İyi tarım uygulamaları kontrollü bir tarımsal faaliyettir. Çünkü tüm uygulamaların kayıt altına alınması esasına dayanmaktadır. İyi tarımdaki bu kayıtlar; ürünün türü ve çeşidi, üründe hangi gübrenin ya da zirai ilacın uygulandığı, uygulanma nedeni, uygulanma zamanı, uygulanan miktar, uygulamaya ilişkin öneride bulunan ve uygulayıcının ismi, bu konudaki yetkinliği, ürünün ne kadar süre sonra hasat edileceği ve su kalitesini de kapsayan sulamayla ilgili tüm detayları içermektedir. Bu süreçler ile birlikte iyi tarım uygulamalarında, izlenebilirlik ve sürdürülebilirlik sağlanmış olmaktadır. 

 

Yapılan tüm bu analizler ve sonuç belgeleri de kayıt sistemi içerisine dahil edilmektedir (Aksoy vd., 2013). İTU; üretici, üretici örgütü veya müteşebbis ile kontrol ve sertifikasyon kuruluşu arasında tarafların karşılıklı sorumlulukları, hakları ve anlaşmazlıklarını düzenleyen sözleşme doğrultusunda yürütülür (Sayın vd., 2015). İyi Tarım uygulamalarında kimyasal girdi kullanımı söz konusudur fakat, bu girdilerin insan sağlığına ve çevreye zarar vermeyecek şekilde tatbik edilmektedir (Eryılmaz ve Kılıç, 2018).

 

İyi Tarım Uygulamalarının üreticiler ve tüketiciler açısından sağladığı pek çok fayda bulunmaktadır. Üreticiler açısından bakıldığında; ürünlerin dış pazarlarda tercih edilirliğinin artması, diğer üreticilere göre rekabet üstünlüğü sağlaması, perakendeciler ile anlaşmaların yapılmasında kolaylık sağlaması, güvenilir, kaliteli gıdaların üretilmesine imkan sağlaması, maliyetlerin azalması, üretici gelirinin artması gibi pek çok faydalar sağlayabilmektedir. 

 

Tüketiciler açısından ise; kaliteli, sağlıklı, güvenilir ürün tüketme olanağı sağlaması, gıda kaynağı hakkında gerekli tüm bilgilere sahip olunması, gelecekte sağlıklı bir yaşam sağlama konusunda güven vermesi gibi çeşitli pek çok faydalar sağlamaktadır (Doğan ve Tümer, 2019).

 

Organik Tarım Ve İyi Tarım Uygulamalarının Sürdürülebilir Gastronomi Açısından Değerlendirilmesi

 

Sürdürülebilirlik kavramının temeli, bugünkü neslin ihtiyaçlarının gelecek nesillerin ihtiyaçlarının göz ardı edilmeden karşılaması anlayışına dayanmaktadır.

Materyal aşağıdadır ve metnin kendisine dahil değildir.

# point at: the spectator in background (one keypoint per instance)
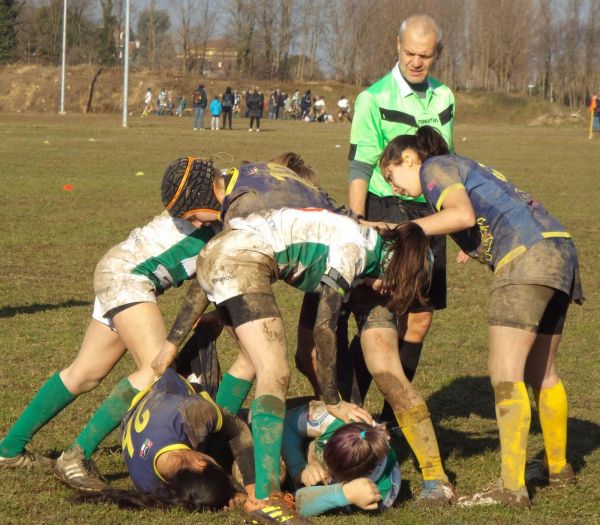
(147, 102)
(344, 109)
(227, 102)
(254, 102)
(163, 102)
(215, 113)
(181, 105)
(305, 105)
(199, 102)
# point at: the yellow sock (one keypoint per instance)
(553, 408)
(417, 428)
(513, 414)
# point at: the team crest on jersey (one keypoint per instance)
(146, 446)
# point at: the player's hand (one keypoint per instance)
(349, 413)
(313, 475)
(165, 357)
(363, 493)
(462, 257)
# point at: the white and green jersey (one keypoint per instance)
(308, 244)
(165, 250)
(390, 108)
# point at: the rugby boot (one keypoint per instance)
(497, 494)
(536, 474)
(26, 459)
(278, 508)
(435, 492)
(77, 471)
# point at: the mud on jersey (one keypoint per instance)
(165, 250)
(157, 422)
(270, 186)
(309, 243)
(508, 220)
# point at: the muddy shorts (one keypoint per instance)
(236, 269)
(533, 292)
(397, 211)
(115, 286)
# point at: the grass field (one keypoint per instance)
(51, 240)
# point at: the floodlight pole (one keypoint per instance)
(64, 60)
(126, 64)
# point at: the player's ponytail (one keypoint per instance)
(209, 489)
(407, 269)
(354, 450)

Sürdürülebilirliğin temelinde; yerel kalkınma, istihdam, sosyal katılım, toplumsal refah, kültürel zenginlik, doğal ve çevresel kaynakların korunarak kullanılması ve insan sağlığının önemsenmesi gibi konular yer almaktadır.

 

Çok disiplinli gastronomi biliminin amacı da sürdürülebilir kalkınmanın geleneksel ilkelerini birleştiren sürdürülebilir bir gastronomi anlayışı geliştirmektir. Bu anlayış hem toplumun sağlığının korunması hem de sosyal ve ekonomik gelişmelerin insana ve çevreye zarar vermeyecek şekilde yürütülmesini gerekli kılmaktadır (Kurnaz ve Arman, 2020). İyi tarım ve organik tarım uygulamalarının pek çok konuda sürdürülebilirliğin bu özellikleri ile örtüştüğü açıkça görülmektedir. Durum gastronomi açısından değerlendirildiğinde de benzer bir sonuç ortaya çıkmaktadır. 

 

Disiplinler arası bir özelliği olan gastronominin tarımsal faaliyetlerden ayrı olması düşünülemez. Bu nedenle iyi tarım ve organik tarım, gastronomi açısından önem taşıyan uygulamalardır. Bu kapsamda organik tarım ile iyi tarım uygulamalarının sürdürülebilir gastronomi açısından önemi literatürdeki çalışmalardan faydalanılarak öne çıkan temel başlıklar altında incelenmiştir.

 

Üretici Pazarları Açısından Önemi: Organik tarım ve iyi tarım uygulamaları sonucu ortaya çıkan ürünlerin pazarlanma kanallarından birisi de yerel pazarlardır. Yerel pazarlarda ürünlerini pazarlama imkanı bulan üreticiler, hem aracıların etkisini ortadan kaldırmakta hem de tüketicilerle sosyal ilişkiler geliştirme fırsatı bulmaktadırlar. Bu pazarların, üreticiler ile tüketiciler arasındaki kültürel etkileşimi sağlaması gibi bir fonksiyonu da bulunmaktadır. Yerel pazarlar aynı zamanda yerel kültürlerin korunduğu, yaşatıldığı ve daha geniş çevrelere de tanıtıldığı yerler olarak görülmektedir. 

 

Yerel pazarların ev yapımı gıdalar ile el yapımı hediyelik eşyalarla donatılması, bir yandan pazarlardaki ürün çeşitliliğini artırırken diğer yandan yerel kültürleri daha geniş kitlelere tanıtarak kırsal kalkınmaya da katkı sağlamaktadır (Eryılmaz vd., 2019). Karabaş ve Gürler (2012) üreticiler büyük emek harcayarak ve masraf ederek ürettikleri organik ürünler için pazar bulmada sıkıntı yaşarken, tüketicilerin ise bir yandan organik ürünlere kolaylıkla ulaşamamaktan, diğer yandan organik ürünlerin pahalı olmasından yakındıklarını ifade etmiştir. 

 

Üretici pazarları tüketici ile üreticinin ortak buluşma noktası olabildiği gibi her iki taraf için de pek çok avantaj sağlamaktadır. Ayrıca tüketicilerin organik gıdalara daha yüksek fiyat ödemeye gönüllü olduklarını gösteren çalışmalarında olduğu görülmektedir (Chen ve Lobo, 2012).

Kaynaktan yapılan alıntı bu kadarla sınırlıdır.